By LAWRENCE HURLEY of Greenwire,
Published: January 28, 2011, New York Times, newyorktimes.com
A federal appeals court ruled today that the Department of Energy does not have to remediate two sites on Navajo Nation land that are adjacent to an old uranium mine.
The U.S. Court of Appeals for the District of Columbia ruled (pdf) against the Navajo Nation and the El Paso Natural Gas Co., the successor company to the mine operator, on technical grounds.
Under the 1978 Uranium Mill Tailings Remediation and Control Act, which was enacted to address uranium cleanups, Congress specifically stated that decisions on which sites to remediate were not subject to judicial review.
The mill itself, in Tuba City, Ariz., was one of the properties DOE initially agreed to remediate.

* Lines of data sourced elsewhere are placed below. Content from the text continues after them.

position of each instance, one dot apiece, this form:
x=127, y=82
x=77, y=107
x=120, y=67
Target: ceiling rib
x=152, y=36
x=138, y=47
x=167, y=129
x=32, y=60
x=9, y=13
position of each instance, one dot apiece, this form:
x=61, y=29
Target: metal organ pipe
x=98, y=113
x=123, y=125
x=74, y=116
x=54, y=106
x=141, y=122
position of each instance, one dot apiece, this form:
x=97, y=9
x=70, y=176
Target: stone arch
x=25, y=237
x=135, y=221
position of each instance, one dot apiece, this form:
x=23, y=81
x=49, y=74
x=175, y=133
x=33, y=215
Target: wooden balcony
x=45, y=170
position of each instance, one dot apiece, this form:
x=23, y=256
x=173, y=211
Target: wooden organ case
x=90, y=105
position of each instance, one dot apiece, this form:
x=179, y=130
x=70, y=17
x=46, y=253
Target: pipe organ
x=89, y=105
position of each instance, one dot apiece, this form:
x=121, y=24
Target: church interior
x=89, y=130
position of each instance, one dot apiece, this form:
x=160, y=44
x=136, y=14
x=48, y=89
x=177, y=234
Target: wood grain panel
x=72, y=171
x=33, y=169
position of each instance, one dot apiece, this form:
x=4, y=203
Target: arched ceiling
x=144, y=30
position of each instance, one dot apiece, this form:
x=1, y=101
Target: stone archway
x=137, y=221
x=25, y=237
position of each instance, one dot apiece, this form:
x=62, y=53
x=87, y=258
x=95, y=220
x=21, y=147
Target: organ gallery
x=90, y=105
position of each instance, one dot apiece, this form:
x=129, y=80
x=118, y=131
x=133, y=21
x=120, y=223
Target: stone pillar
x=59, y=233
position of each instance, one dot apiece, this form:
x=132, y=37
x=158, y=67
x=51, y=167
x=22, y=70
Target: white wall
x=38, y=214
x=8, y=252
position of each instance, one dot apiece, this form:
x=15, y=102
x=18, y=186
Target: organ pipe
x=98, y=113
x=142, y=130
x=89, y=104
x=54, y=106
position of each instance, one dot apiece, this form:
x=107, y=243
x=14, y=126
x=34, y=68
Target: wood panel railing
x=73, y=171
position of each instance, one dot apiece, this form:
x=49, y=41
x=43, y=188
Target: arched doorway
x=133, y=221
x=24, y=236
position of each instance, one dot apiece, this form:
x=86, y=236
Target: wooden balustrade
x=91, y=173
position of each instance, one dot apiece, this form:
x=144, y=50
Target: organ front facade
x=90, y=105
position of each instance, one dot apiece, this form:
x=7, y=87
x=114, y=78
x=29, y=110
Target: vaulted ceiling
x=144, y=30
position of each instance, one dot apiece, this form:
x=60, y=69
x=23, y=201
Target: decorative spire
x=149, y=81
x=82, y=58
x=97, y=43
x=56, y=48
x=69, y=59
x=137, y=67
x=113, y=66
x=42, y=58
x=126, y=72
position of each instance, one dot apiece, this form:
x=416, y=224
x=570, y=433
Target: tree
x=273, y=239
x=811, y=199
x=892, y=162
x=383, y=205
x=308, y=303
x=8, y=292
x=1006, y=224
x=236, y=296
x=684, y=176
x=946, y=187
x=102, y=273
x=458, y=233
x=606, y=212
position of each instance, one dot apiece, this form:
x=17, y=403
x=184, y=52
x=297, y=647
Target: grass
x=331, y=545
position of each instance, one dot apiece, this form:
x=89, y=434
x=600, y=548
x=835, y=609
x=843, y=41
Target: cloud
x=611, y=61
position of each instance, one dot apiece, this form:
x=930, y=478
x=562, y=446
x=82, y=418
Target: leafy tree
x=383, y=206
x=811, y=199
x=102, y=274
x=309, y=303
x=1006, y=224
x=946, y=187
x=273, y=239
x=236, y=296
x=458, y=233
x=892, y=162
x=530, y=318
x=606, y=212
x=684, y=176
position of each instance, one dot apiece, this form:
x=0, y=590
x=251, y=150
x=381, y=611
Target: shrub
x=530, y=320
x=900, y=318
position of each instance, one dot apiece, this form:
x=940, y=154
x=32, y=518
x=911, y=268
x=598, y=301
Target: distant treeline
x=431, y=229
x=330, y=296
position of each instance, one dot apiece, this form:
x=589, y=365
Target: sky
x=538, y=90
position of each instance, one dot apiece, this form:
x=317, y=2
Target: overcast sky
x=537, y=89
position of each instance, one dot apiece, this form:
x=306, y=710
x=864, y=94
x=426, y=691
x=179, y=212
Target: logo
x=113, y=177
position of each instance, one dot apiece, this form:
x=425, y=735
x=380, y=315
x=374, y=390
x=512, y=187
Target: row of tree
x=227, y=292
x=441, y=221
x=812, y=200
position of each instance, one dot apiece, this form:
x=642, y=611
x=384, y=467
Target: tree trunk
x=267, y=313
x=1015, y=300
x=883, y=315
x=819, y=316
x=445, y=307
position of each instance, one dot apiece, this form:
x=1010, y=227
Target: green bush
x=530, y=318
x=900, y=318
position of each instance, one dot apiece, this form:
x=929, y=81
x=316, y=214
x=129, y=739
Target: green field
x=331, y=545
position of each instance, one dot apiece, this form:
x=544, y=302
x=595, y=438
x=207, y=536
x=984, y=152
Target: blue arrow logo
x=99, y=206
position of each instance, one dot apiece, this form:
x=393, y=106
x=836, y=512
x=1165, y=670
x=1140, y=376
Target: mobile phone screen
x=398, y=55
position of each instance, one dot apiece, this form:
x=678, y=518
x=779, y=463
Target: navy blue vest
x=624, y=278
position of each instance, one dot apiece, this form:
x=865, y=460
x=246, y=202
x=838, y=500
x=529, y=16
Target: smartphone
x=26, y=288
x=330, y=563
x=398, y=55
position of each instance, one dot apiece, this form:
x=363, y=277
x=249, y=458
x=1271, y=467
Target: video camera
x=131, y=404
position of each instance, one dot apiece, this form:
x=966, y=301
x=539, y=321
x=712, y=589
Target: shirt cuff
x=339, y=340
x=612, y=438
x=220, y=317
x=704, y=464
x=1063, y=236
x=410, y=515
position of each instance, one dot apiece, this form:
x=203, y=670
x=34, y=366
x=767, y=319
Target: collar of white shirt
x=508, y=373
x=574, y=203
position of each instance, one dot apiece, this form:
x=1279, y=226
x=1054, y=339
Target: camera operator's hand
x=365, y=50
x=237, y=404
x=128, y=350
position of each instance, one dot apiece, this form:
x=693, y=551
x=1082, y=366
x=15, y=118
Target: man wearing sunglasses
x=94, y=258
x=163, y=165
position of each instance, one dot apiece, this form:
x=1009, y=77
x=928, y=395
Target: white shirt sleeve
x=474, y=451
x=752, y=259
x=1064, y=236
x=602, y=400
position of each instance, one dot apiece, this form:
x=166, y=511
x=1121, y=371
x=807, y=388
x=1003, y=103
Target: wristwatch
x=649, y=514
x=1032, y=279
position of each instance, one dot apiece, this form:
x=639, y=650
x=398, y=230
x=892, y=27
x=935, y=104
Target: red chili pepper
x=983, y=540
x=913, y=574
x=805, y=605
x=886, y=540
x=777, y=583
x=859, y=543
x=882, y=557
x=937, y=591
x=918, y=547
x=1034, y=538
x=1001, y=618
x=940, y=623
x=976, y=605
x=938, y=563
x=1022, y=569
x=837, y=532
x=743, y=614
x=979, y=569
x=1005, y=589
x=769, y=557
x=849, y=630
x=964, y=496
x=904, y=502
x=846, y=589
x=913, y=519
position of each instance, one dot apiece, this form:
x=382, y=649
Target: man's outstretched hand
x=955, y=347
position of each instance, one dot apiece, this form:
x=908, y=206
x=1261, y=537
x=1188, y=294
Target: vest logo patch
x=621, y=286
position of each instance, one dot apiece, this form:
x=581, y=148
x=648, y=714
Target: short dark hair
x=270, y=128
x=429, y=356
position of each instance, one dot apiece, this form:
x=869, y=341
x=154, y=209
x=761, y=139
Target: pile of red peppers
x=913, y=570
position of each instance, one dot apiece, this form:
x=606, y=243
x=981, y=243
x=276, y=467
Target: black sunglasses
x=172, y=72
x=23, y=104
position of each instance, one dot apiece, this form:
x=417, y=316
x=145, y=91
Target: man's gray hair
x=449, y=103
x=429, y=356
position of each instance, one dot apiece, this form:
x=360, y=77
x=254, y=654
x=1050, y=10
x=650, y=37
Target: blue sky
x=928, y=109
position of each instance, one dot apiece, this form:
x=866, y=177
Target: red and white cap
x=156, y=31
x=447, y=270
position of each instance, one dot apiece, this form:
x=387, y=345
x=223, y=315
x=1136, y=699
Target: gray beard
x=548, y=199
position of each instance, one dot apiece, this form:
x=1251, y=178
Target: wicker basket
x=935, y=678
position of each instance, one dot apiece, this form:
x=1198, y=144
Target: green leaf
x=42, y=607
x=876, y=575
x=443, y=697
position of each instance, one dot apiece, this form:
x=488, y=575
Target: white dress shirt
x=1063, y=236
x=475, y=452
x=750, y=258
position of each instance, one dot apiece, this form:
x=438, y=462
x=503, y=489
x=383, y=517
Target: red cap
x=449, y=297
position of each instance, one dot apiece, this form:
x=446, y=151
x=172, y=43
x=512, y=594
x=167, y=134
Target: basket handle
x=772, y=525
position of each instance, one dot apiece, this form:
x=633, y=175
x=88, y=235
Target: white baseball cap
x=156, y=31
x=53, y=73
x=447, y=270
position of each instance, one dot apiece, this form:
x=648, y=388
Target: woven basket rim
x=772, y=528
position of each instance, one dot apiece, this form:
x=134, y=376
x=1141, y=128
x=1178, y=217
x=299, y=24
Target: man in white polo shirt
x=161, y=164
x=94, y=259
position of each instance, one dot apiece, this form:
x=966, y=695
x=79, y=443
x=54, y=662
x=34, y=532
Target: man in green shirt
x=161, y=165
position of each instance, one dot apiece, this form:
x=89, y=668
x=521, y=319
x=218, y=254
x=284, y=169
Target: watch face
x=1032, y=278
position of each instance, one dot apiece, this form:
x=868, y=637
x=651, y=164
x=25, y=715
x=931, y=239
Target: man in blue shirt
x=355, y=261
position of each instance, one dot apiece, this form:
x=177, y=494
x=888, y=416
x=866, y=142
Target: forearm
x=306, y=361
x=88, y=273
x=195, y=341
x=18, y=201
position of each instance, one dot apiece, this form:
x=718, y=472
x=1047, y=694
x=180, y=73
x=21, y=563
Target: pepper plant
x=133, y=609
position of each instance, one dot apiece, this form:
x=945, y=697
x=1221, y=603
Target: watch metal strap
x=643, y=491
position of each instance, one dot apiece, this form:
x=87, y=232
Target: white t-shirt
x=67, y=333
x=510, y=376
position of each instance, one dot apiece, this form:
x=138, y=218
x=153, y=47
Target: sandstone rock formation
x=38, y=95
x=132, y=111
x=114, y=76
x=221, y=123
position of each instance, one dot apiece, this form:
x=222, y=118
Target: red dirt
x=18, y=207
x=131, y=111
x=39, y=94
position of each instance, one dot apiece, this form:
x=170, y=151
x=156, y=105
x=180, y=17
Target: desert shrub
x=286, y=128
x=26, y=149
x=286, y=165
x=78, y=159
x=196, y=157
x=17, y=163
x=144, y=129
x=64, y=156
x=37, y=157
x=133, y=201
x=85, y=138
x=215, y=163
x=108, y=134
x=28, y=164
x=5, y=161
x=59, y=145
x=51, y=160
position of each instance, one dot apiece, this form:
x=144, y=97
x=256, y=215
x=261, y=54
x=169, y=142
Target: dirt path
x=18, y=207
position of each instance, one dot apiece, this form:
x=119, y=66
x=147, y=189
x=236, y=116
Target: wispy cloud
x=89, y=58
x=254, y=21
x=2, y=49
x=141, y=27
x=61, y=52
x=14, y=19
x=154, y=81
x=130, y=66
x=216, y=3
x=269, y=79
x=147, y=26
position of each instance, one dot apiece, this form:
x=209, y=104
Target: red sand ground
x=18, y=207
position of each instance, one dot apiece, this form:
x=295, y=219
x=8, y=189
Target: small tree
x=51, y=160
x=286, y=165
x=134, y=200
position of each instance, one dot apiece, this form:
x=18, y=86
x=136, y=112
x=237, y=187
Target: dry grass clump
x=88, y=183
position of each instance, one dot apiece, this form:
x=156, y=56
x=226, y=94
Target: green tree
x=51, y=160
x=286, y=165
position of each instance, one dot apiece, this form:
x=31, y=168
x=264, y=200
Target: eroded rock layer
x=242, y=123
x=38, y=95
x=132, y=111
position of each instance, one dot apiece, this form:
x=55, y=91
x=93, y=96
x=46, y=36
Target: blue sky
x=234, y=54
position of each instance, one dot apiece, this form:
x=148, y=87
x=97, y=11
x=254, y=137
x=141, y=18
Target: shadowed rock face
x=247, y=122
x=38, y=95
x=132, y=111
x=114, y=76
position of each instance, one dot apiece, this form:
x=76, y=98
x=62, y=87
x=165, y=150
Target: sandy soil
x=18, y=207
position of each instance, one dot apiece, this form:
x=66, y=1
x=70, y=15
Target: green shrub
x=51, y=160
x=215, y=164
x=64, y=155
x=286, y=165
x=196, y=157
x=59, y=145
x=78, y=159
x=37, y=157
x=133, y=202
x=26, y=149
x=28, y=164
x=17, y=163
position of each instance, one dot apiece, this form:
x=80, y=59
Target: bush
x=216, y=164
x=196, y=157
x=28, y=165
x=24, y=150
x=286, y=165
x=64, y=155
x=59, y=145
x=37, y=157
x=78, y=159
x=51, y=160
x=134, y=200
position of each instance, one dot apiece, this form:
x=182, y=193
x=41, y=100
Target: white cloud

The Navajo Nation only became aware that the two sites nearby were also contaminated in the early 2000s.
In 2003, DOE denied a Navajo request to remediate the sites. In doing so, the government questioned whether the pollution came from the mill.
The natural gas company subsequently filed suit in 2007 over concerns it would be left to foot the bill (Greenwire, May 18, 2007).
A judge in the U.S. District Court for the District of Columbia dismissed the suit, saying the court had no jurisdiction.
Writing for a unanimous three-judge panel of the appeals court, Judge David Tatel said that was the correct outcome.
Although courts generally assume that statutes are subject to judicial review, including some instances in which Congress says it is not, the remediation law is clear on the issue, he wrote.
The lawsuit “falls squarely within” the statute’s bar on judicial review, Tatel wrote.